How big is OSM? Estimating the size of OpenStreetMap’s history

In this blog post we report a small study on the size of the OpenStreetMap history data set, which we carried out in the context of developing the OSHDB. We estimated the size of OSM’s history in terms of raw data as it would be represented in a systems programming language such as C or Rust. We were interested in the raw amount of space the data would occupy, i.e., without the overhead of general purpose data formats like XML and without employing data compression that would lead to a computational overhead.

This size estimate gives us

  1. an estimation of the hardware resources required to store and process the full OSM history;
  2. a base reference to which we can compare our efforts of representing the data more compactly.

Overall Methodology and Results

We first defined systems-level data structures for the OSM data objects changeset, member, nd (node reference), node, relation, tag and way. We calculated the size of these data structures and multiplied them with the counts of corresponding XML elements in the OSM history dump. The results are presented in the following table.

Table 1: Number of XML elements, size of data structures and total data size (reported on the full history planet XML file downloaded on 2018-08-08).

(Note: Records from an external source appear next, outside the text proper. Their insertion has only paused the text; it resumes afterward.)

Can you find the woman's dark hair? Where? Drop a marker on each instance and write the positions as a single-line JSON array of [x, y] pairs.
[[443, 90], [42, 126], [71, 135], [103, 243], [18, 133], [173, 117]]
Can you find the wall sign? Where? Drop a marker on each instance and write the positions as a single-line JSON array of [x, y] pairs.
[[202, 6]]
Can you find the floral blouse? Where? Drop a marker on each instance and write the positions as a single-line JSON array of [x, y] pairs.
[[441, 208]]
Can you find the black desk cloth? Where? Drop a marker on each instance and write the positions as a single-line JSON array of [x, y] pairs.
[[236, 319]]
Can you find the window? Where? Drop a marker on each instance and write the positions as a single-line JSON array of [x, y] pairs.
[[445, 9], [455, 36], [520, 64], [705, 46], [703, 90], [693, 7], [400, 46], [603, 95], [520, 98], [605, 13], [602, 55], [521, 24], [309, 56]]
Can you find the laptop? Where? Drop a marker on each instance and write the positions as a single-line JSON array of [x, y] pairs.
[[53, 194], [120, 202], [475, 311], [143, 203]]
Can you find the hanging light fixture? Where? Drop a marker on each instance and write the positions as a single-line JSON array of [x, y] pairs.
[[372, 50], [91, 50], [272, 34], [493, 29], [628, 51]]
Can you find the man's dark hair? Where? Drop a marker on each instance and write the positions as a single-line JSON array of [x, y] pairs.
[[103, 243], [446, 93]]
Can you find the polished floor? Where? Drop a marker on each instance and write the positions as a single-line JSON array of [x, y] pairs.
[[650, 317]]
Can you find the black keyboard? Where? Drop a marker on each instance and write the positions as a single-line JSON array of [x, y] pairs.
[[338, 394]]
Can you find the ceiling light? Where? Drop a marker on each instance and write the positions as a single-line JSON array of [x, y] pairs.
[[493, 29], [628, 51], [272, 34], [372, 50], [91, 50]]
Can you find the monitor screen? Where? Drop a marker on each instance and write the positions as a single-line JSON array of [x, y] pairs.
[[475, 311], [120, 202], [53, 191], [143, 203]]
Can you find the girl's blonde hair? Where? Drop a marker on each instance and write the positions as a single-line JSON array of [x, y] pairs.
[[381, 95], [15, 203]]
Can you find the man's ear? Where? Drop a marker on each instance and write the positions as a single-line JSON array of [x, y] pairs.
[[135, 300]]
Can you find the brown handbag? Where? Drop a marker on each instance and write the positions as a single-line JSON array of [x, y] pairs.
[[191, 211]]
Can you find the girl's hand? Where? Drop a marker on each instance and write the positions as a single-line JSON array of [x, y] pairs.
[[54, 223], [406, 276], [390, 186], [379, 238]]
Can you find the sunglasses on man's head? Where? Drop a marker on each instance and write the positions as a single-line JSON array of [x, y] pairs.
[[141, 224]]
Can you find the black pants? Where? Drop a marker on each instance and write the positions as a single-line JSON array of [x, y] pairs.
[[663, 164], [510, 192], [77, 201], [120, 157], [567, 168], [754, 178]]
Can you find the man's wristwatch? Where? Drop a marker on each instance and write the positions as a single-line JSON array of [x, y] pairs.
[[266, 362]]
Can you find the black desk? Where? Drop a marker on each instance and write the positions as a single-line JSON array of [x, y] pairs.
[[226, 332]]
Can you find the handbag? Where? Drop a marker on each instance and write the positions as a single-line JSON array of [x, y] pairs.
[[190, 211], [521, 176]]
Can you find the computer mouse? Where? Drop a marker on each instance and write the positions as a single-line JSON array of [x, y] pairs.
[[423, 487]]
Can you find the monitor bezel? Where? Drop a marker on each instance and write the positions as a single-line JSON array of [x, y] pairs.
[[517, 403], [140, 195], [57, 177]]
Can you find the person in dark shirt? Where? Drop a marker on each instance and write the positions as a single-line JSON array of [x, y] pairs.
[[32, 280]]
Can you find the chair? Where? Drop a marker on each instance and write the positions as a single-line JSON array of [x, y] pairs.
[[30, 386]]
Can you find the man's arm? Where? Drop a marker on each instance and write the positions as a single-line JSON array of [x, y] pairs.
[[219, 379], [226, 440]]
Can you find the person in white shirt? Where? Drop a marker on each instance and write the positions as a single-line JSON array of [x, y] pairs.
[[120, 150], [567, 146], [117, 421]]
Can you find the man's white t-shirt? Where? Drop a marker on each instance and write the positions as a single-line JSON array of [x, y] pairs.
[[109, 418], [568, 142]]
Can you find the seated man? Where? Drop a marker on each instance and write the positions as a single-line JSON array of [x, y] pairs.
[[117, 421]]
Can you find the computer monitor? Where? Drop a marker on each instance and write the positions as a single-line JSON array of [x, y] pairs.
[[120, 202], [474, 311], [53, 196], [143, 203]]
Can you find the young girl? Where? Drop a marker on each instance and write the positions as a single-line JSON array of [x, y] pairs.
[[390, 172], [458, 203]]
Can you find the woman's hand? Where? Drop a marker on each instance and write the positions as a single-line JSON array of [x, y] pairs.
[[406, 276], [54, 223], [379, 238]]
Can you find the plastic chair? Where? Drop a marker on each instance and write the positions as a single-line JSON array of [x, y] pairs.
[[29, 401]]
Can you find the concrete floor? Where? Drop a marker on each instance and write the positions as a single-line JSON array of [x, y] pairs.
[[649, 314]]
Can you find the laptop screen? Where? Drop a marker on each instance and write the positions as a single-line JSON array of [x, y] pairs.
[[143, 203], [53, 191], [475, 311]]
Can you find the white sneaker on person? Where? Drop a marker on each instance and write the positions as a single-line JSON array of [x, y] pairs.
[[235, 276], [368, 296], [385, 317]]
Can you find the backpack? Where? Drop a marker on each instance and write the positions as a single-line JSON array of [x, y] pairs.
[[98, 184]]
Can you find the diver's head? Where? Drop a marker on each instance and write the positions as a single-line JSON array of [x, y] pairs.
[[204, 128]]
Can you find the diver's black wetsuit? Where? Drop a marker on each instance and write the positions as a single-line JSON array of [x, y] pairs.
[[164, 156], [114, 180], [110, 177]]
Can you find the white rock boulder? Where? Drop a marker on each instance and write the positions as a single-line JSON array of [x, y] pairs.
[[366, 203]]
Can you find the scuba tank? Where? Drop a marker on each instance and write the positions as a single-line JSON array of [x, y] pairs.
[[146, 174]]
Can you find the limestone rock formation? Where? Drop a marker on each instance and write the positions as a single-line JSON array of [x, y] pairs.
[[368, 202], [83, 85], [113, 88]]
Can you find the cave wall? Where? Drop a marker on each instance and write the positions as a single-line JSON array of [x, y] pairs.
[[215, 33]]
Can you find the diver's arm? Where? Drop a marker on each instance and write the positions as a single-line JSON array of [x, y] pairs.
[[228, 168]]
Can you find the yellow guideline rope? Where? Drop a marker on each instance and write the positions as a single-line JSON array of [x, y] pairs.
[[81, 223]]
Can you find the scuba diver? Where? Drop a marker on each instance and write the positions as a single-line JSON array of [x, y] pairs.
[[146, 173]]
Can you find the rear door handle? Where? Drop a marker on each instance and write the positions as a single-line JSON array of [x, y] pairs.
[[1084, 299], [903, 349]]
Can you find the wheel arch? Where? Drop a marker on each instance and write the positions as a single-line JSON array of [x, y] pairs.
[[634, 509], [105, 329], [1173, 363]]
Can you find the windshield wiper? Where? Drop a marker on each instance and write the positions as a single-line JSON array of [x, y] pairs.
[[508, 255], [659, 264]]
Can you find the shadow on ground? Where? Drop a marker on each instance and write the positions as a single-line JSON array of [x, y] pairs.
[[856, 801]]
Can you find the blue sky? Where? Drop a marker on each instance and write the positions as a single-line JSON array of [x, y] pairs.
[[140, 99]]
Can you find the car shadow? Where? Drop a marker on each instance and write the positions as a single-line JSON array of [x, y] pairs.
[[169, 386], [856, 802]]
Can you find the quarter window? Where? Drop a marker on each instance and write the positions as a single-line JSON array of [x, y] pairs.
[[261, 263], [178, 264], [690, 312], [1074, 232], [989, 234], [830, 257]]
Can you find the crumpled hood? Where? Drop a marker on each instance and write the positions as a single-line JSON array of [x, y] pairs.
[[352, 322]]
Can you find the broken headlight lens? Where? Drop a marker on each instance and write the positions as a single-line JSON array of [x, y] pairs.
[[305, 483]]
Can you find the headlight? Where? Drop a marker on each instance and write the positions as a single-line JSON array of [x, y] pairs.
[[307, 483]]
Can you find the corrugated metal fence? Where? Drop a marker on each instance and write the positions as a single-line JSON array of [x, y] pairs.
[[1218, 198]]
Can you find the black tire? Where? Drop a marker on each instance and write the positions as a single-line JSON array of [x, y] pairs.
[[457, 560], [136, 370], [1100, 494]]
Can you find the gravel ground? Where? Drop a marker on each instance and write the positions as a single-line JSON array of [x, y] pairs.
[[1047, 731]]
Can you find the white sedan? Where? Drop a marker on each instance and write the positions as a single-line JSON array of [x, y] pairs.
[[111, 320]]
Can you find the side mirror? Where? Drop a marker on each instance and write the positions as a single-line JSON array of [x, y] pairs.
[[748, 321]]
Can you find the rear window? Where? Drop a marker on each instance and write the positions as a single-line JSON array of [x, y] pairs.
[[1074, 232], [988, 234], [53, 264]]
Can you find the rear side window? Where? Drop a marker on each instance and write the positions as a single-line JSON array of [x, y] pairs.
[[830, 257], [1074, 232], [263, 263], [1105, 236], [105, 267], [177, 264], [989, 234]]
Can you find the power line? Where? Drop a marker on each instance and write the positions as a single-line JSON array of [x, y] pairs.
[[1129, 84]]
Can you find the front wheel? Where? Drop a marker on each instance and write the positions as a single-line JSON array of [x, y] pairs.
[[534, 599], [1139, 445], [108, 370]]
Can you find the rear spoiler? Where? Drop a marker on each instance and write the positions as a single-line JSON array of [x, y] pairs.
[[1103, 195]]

XML element name data structure
size (bytes)
XML element count OSM history
size (bytes)
changeset 65 61,149,797 3,974,736,805
member 13 2,127,505,107 27,657,566,391
nd 8 14,537,932,143 116,303,457,144
node 49 7,024,909,604 400,419,847,428
relation 32 24,631,930 1,379,388,080
tag 16 4,861,971,375 77,791,542,000
way 32 957,849,585 47,892,479,250
total size 675,419,017,098
variant 603,352,497,027
compressed XML 111,691,457,431
uncompressed XML 2,001,921,015,360

In Table 1, one immediately sees that the nodes consume more space than the rest of the data, with the way’s node references coming second. Overall, OSM’s history occupies between 600 GB and 700 GB, which is roughly 6 times the size of the compressed XML (or 10 times the .pbf) and 1/3 of the uncompressed XML. This estimate does not include the concrete string representations of the tags which we represent by unsigned integer IDs. To our experience, these strings take less than 1% of the total size of the data and, hence, are not a major factor of our estimate.

The raw data structures have been designed to closely represent the XML data structure. That is, there is still some room for space optimizations. We could leave out the redundant user id stored at each node, way and relation because it is also stored in the corresponding changeset. Further, we could store the the visibility-bit in the highest bit of the version number, instead of representing it as an otherwise unused byte. With these two simple optimizations we could save 9 bytes per node, way and relation, which results in the total size reported as “variant”. With the current number of tag keys and tag values, we could also halve the size of the tag data structure, which would save another 38GB.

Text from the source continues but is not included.